La chimenea apareció como una horrible excrecencia sobre el techo del edificio de departamentos. Estaba justo en mi línea de observación del cielo, línea utilizada por mí, cada día desde mi balcón, con la sana intención de detectar nubes, pájaros, sentir vientos en los movimientos de nubes, avistar aviones, puestas de sol coloreadas con pinceles artistas y otras ambigüedades y accidentes naturales y climatológicos. Ese esperpento, entonces, me ocultaba y arruinaba mi inocente entretenimiento.
En principio me sorprendió y luego del primer fastidio lógico, mi interrogante fue de tipo ecológico, me pregunté cómo dieron permiso para construir esa chimenea en medio de la ciudad… Recuerdo que se prohibieron los incineradores, se machaca con eso de “aire puro”, se prohibió hasta el humo del cigarrillo…

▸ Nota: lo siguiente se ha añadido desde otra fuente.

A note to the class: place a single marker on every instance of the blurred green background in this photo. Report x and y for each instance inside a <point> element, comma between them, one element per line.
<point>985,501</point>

A los dos días del descubrimiento que ya me obsesionaba mi vista, que pocas veces falla, me indica que esa cosa creció en una buena proporción. Y no me equivoco al decirlo porque ahora me tapaba la vista de la grúa gigante que habían instalado a escasos cuatrocientos metros. Se veía ahora sólo la cabina de la pluma, que hacía de pantalla sobre el horizonte oeste.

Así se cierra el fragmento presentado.